How Does Strength Training Help Your Blood Sugar?


Your body has four uses for excess blood sugar: use it as fuel, store it as glycogen, store it as fat, or leave it in your blood. The latter two options leave you fatter and with an above-healthy blood sugar. Strength training can prevent both from occurring.

Here's a list of the ways strength training can make better use of your extra blood glucose.

1. Glycogen. Glycogen is the storage form of glucose. Your muscle and liver cells are the only glycogen locations in your body, with your muscles holding roughly three times the amount of glycogen that your liver can. Since your muscles are the major site of glycogen, your overall capacity to store glucose as glycogen is dictated by your total muscle mass.

It's no secret that we lose muscle as we age. Therefore, our capacity for glycogen decreases with age as well. One four-month study with inactive, diabetic men and women between 60 and 70 years old found glycogen decreased 23% [1]. As mentioned before, if sugar isn't stored as glycogen, then two of the other three options are staying in the blood or getting stored as fat.

However, the same study put a similar group through a strength training program. After four months, the men and women gained muscle and increased their muscle glycogen storage by 31%. The results of each group are featured in the graph below.


2. Immediate Fuel. When performed with a challenging resistance, strength training uses fast-twitch muscle fibers. Fast-twitch muscle fibers are built to perform high-intensity tasks over short periods of time. Examples of these tasks are a 30-second sprint or a one-minute set on the leg press that ends in complete fatigue.

These fast-twitch fibers are relevant because glucose is their primary fuel source. Therefore, strength training, when requiring a moderate to high amount of effort, burns sugar immediately.

3. Insulin Sensitivity. Even though your body want to use excess blood sugar for fuel and storage as glycogen, the doors of the cells aren't always open to glucose, even though insulin tries to open them. As a result, your body produces more insulin, which wears down your pancreas and doesn't always solve the blood sugar problem.

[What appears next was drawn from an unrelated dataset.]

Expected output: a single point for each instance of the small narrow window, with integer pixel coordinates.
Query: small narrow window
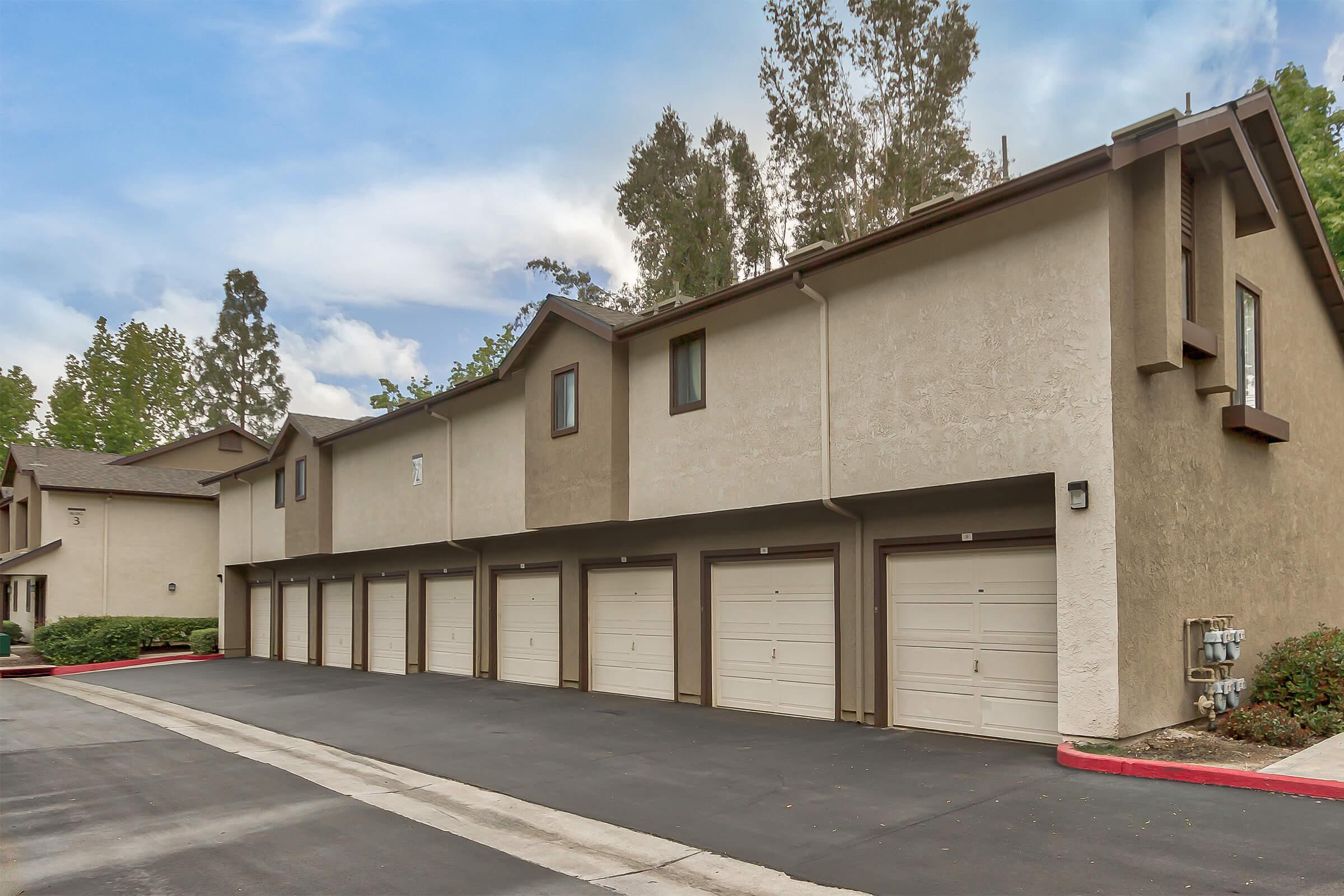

Insulin sensitivity is the willingness of cells to let insulin open their doors so sugar can enter. Strength training increases insulin sensitivity [2, 3]. In fact, the effects of a single strength training session can last for 96 hours [4].

Big-Picture Significance

Strength training helps regulate blood sugar by increasing overall glycogen storage, using sugar for immediate fuel, and by enhancing insulin sensitivity. These individual effects lead to three bigger benefits.

First, overall insulin in your blood decreases, saving your pancreas a lot of unnecessary work [5]. Second, blood sugar decreases [1,3]. This improvement is seen with short and long-term blood glucose measures. Finally, in the case of diabetics who start strength training, the reliance on medications decreases. In the glycogen study discussed earlier, 72% of diabetics in the strength training group reduced or eliminated their medications [1].

For anyone taking medications to regulate blood sugar, please consult your doctor before starting a strength training program. Medication dosages will likely require adjusting to prevent low blood sugar episodes.

Whether you're diabetic, prediabetic, or just interested in preventing diabetes, strength training offers immediate and long term benefits for your health.

1 comment:

Anonymous said...

Good read. I think it would add a lot of value in the article to add the numeric value of glycogen stores in the study you mentioned, and put into context how many grams of sugar that actually comes out to.